Protecting Votes, One Call at a Time
How many lawyers does it take to run an Election Protection Hotline? You can come up with your own punchline, but the actual answer is about thirty at a time, in five hour shifts....
How many lawyers does it take to run an Election
Protection Hotline? You can come up with your own punchline, but the actual
answer is about thirty at a time, in five hour shifts, sitting around a board
room table on an otherwise empty floor of a mid-town law firm, fielding
hundreds of calls from primary voters in Indiana
and North Carolina.
In terms of voting issues, the big
story was the group of elderly nuns who had been turned away from the polls
because they did not have current photo ID. (So much for the Supreme Court divining
that voter ID laws would probably not really impact any voters). Other calls
ran the gamut, from questions about polling location to reports of machine
malfunctions, from possible voter intimidation to confusion as to whether or
not people with felony convictions could vote. One North Carolina woman had been mistakenly
registered as a Republican, which meant she could not vote for either of the
Democratic candidates. Another called, upset that she had been asked to leave a
polling place because she was wearing a t-shirt with her chosen candidate's
name on it.
For all these anecdotes, there was a certain type of call,
perhaps the most basic, that has stuck with me. Throughout my shift, I answered
calls from people who had been registered, had moved, and had never gotten
around to changing their address on their voter registration record. For those
who had switched counties, this was a considerable problem. In both North Carolina and Indiana,
if voters move from one county to another without updating their addresses on
the voter registration rolls, they cannot vote. Unless they've moved within the
past thirty days, they can't go to their old polling place, and they can't go
to their new polling place. They might have been registered once, but not
This struck me as the most mundane, unnecessary reason to be
disenfranchised, which might have been why it bothered me so much. And it
doesn't just happen in these two states. As our Executive Director Michael
Waldman points out in his new
book, "in a country where one in six Americans moves in a year, government
does not routinely keep such people registered to vote, even if they stay in
their own state."
Why do we do it like this? Some might be quick to offer the
line that voting is a privilege, the government shouldn't have to hold our hands,
voting is the voter's responsibility, etc. etc. Heaven forbid we "spoil" our
citizens by making it convenient to vote. True patriots don't need convenience!

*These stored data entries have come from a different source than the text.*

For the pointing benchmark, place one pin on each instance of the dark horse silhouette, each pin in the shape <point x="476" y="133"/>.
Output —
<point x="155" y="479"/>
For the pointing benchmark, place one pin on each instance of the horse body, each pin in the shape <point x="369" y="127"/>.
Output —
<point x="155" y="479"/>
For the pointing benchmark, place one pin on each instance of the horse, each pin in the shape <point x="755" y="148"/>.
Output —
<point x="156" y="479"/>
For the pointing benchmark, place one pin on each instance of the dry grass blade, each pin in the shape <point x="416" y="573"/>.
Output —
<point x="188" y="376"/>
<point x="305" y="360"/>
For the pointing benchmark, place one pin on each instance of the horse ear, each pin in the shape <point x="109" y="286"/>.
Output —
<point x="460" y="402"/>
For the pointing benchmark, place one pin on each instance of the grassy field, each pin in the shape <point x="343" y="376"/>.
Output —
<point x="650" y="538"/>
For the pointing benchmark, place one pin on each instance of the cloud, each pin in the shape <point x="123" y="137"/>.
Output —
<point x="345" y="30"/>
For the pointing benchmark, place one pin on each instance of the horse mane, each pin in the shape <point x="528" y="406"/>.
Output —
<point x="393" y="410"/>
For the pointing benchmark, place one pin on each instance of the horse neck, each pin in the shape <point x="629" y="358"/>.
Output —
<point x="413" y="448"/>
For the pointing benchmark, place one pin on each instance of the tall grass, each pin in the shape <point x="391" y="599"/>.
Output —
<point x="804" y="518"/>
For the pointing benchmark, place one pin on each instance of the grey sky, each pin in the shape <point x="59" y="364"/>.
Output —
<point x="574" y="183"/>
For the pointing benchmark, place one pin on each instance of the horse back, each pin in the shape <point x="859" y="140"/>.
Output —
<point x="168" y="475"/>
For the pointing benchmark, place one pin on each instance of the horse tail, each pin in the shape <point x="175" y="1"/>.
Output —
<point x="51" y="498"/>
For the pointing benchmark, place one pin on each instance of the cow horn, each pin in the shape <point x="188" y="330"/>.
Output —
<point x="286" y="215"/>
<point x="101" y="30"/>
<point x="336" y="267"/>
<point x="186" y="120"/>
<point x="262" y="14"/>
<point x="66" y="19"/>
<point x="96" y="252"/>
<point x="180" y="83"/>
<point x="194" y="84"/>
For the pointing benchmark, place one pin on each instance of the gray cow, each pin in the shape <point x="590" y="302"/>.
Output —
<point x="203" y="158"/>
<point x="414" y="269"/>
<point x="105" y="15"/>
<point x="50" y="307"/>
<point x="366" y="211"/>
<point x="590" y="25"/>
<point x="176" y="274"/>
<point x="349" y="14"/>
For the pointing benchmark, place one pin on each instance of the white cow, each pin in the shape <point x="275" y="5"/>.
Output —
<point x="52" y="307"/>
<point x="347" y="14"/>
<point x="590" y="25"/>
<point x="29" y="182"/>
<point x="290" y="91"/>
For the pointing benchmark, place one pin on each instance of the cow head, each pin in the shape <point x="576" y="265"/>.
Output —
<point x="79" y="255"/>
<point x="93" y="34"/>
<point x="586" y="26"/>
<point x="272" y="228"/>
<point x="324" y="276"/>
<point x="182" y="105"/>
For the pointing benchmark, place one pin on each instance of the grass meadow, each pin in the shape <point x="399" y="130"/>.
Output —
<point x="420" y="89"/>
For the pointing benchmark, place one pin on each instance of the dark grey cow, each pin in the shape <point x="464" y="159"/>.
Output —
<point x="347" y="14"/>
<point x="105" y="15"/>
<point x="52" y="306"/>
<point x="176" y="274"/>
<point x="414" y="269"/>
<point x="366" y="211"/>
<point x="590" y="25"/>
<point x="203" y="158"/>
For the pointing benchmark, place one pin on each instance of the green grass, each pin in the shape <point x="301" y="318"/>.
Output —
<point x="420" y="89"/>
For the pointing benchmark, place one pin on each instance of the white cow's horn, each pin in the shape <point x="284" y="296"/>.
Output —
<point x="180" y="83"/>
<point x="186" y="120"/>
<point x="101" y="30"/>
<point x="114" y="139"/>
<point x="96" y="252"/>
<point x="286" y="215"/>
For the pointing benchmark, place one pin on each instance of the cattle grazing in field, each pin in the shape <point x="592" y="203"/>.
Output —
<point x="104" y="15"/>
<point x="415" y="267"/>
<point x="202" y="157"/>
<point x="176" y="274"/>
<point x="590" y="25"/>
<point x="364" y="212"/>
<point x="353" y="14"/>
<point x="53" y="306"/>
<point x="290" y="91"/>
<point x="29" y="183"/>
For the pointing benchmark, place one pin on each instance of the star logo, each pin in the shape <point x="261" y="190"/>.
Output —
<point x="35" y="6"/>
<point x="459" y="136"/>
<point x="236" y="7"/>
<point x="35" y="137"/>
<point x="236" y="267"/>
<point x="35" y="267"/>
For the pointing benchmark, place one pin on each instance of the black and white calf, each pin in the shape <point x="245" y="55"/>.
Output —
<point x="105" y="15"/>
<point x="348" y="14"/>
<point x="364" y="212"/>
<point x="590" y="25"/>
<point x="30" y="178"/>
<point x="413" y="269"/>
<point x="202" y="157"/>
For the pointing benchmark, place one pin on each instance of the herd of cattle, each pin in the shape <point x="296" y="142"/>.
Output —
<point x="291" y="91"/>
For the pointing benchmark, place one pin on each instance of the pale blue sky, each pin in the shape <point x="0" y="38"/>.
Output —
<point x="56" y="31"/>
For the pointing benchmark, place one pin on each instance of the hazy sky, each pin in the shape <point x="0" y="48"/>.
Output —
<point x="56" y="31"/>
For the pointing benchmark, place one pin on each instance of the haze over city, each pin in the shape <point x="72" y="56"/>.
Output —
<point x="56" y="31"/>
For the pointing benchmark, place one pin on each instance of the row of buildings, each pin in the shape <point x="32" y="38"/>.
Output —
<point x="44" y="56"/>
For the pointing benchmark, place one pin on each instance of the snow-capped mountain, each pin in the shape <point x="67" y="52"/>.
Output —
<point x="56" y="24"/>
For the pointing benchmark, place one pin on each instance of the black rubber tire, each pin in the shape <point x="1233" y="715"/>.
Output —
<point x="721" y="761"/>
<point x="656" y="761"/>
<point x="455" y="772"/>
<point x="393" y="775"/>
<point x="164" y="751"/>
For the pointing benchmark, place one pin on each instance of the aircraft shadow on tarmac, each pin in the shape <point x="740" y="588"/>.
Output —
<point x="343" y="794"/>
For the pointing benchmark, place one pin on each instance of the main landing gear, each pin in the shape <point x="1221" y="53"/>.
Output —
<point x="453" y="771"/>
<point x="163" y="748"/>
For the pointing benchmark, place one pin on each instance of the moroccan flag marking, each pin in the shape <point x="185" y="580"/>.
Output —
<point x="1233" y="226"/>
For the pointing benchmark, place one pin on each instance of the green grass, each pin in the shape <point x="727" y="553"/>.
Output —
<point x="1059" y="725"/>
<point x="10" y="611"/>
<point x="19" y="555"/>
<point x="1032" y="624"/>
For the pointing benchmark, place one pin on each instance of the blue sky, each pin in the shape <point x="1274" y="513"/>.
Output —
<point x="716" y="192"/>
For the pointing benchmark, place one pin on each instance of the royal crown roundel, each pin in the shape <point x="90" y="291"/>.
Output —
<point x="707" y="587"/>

Or something like that... Maybe some would feel that the voters I spoke to on the
phone have rightly learned their lesson and will be better citizens next time.
But I certainly didn't feel like delivering the civic scolding.
And yes, in this country it is the voter's responsibility to register, re-register, make it to
the polls, and jump through any other hoops on the way to the ballot box. But
this does not mean that it would be illegal, wrong, or a waste of time for the
government to facilitate registration and re-registration more than it does now.
The solution is fairly simple. People should be able to
register on Election Day. Eight states already allow this, and they have found
that it boosts
turnout by 5-7 percentage points, reduces confusion (and the need for
provisional ballots) when people try to vote but can't, and does not lead to
any increase in reports of voter fraud or bureaucratic malfunction. Just last
week, Senators Feingold and Klobuchar and Rep. Ellison introduced
a Federal Election Day Registration Bill, which would allow people to, you
guessed it, register on Election Day.
Or, when people change their address through the post
office, why can't they also change their voter registration? Will such
convenience turn us into a nation of softies and whiners? I doubt it. But it
will make our voter rolls a lot more accurate, which is in everyone's interests—those who lie awake at night fearing voter fraud and those who want as many
people to vote as possible.
It would not be difficult for the government to help people
get, and stay, registered. And look on the bright side. At least that will make
fewer lawyers necessary to run an Election Protection Hotline.